We should be thinking not just about the effectiveness of our cartographic products in terms of what they look like and how well they transfer information, but also in how often we get them in front of the right readers and where.
We just got back from a short trip to Breckenridge where my kids and husband went skiing*. They told me that the lifts have maps that show up in front of you while you ride the lift, attached to the safety bar. What a great idea! This way you don’t have people trying to get their paper maps our of their ski coats, accidentally dropping them on the skiers below, or trying to hold them with freezing hands. You simply have the slope map right in front of you at the exact time when you need it!

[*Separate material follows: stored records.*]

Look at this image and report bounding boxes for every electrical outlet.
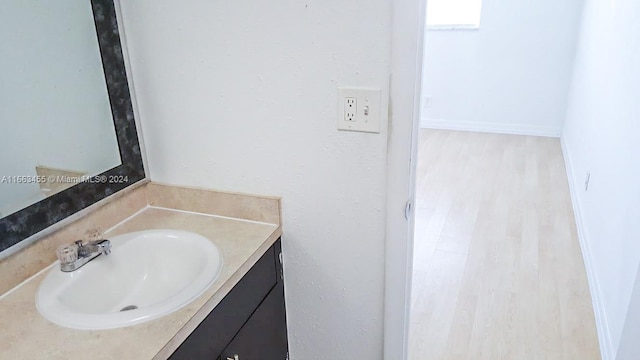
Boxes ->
[423,96,432,108]
[337,87,381,133]
[584,172,591,191]
[345,97,356,122]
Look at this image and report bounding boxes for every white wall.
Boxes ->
[0,0,120,216]
[561,0,640,358]
[617,269,640,360]
[421,0,584,136]
[119,1,390,359]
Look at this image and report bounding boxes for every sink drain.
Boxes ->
[120,305,138,312]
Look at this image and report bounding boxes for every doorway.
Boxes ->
[404,0,600,358]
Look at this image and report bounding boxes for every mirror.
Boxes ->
[1,0,121,216]
[0,0,145,253]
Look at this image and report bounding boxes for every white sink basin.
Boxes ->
[36,229,222,330]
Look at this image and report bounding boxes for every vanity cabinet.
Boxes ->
[169,239,288,360]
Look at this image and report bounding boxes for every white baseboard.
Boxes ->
[421,118,561,138]
[561,134,613,360]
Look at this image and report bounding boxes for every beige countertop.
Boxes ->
[0,183,282,359]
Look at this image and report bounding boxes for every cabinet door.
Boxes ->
[220,282,288,360]
[169,246,277,360]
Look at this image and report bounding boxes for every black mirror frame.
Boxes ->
[0,0,145,253]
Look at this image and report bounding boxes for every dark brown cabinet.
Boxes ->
[169,239,288,360]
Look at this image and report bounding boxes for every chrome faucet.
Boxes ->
[56,239,111,272]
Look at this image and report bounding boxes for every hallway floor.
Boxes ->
[408,130,601,359]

Have you put some thought into how you can get your latest mapping effort in front of the most readers in the most convenient way?
*It seems I’ve had to explain this a million times lately, but I’ll give it one more go: I skied as a kid quite a bit and wound up hating it due to a long series of minor disasters that finally built up into an admonition that I will never ski again. So as an adult I took up snowboarding and, after two years of trying and never getting the hang of it, I finally gave up. The final blow was, well…a blow to the head, and I have never snowboarded again. It really isn’t worth paying $100 for a lift ticket to slowly glide down on my edge, on a green, all day. So instead of skiing, I read Donald Norman’s new book Living With Complexity and Ellen Lupton’s Thinking with Type. Both great reads!